A practice for deep meditation and daily life
I find that many people speak to me about their practice, but not so many people speak to me about their path. And what is offered in these five spiritual powers is a pathway of cultivation that we develop, and explore, and deepen in, in every moment of our life, in all of the circumstances and conditions of our life, and not solely upon our meditation cushion. If mindfulness is cultivated only in formal meditation, it ignores the bulk of our lives. If collectedness is not practiced and cultivated in our lives, I feel that our opportunities for deepening in collectedness on the cushion are quite slim.
A path suggests something which is inclusive and seamless between what happens in formal meditation and the very ways in which we live our lives and interface with the world, and the kind of footprint that we leave on the world around us, and upon our own minds and hearts with every word and every thought and with every act.

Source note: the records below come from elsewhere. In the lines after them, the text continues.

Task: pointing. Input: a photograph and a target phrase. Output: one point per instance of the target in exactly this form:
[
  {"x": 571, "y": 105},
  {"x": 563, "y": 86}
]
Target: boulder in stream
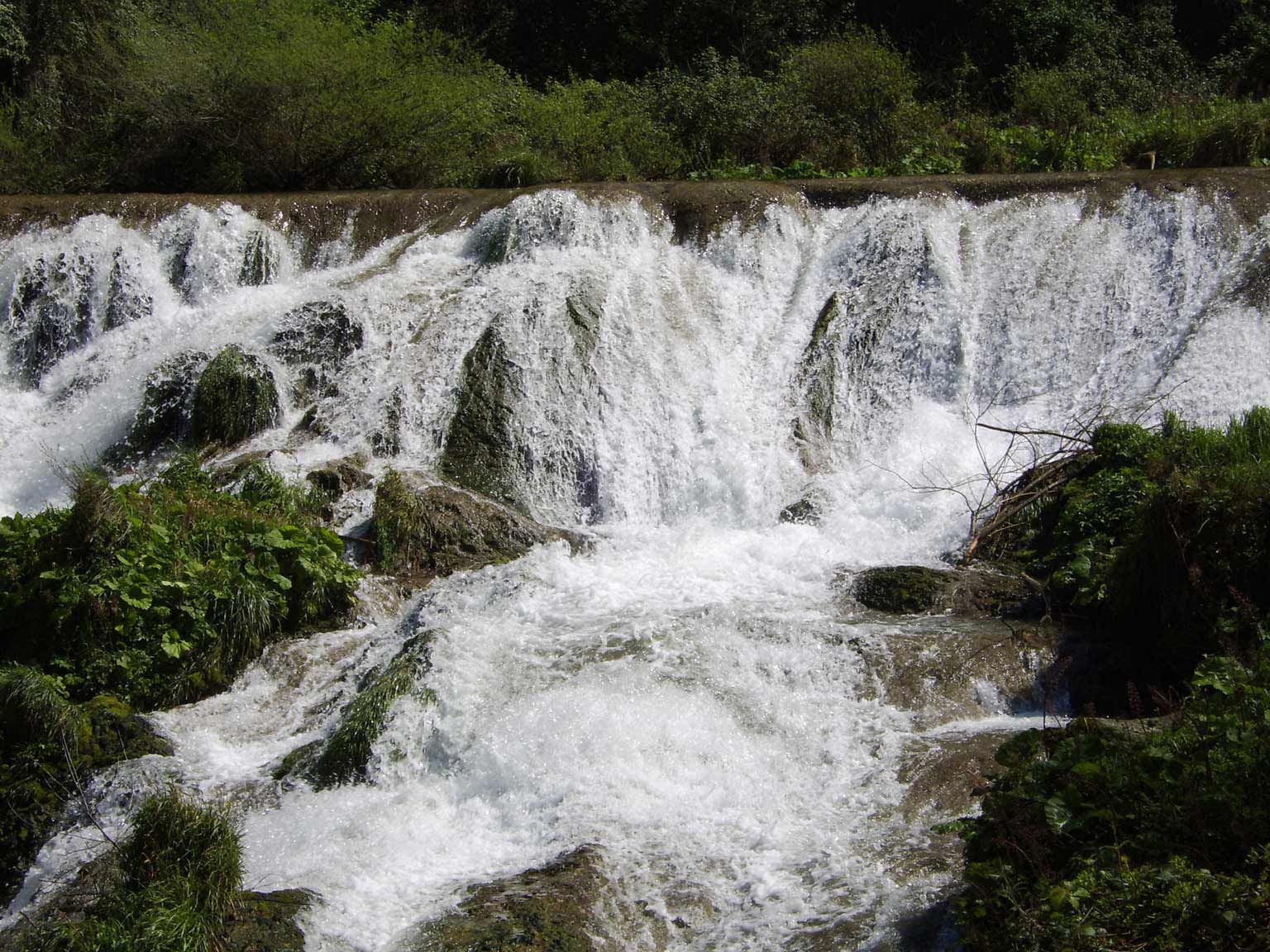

Seeking accuracy, finding balance
So this course is going to benefit you in terms of understanding these qualities individually, but also understanding how they fit together as a whole teaching. So when we look at these words like mindfulness—which many of us think we know these days—when we actually think about what does sati mean? Is sati a little different from mindfulness? What are the subtleties and nuances we can explore there? Or we might think of wisdom, but is paññā correctly translated as "wisdom"? What happens if we think of it as insight, or understanding? And what does samādhi mean? These days, we move away from the translation of "concentration," but actually again, to pick out what does that word samādhi really mean, and how can we apply it in our lives?
So we'll be looking at all of these terms individually and drawing out these nuances, but also at how this teaching is a collective. Because often in our practice we might emphasize one of these powers. Some of us are very drawn to practices of collectedness of mind. Others may have a very strong sense of what brings wisdom and clear seeing. Other people may have a strong sense of trust, confidence, and faith. This teaching is saying, can we balance these qualities? Can we perhaps cultivate what we have not paid so much attention to? Can we continue to develop what is already a strength?
This is about growth
People do not begin in meditation practice, or begin to walk this path, in order to stay the same, or to be a more mindful spectator upon their own disasters and difficulties. People begin seeking for change. The five spiritual powers honors this sense of aspiration, this sense of possibility that indeed, as human beings, we can change. We can find a way to step out of compulsion, reactivity. We can find the ways to flourish and thrive and know a greater sense of freedom and wakefulness in our lives. This is the heart of the teaching of the five indriyas, the five spiritual powers.
A natural progression through the spiritual powers
So in this course, we will talk about these qualities one by one, and in the sixth unit we will provide an overview and ideas and aspects how these work in practice and how they fit together.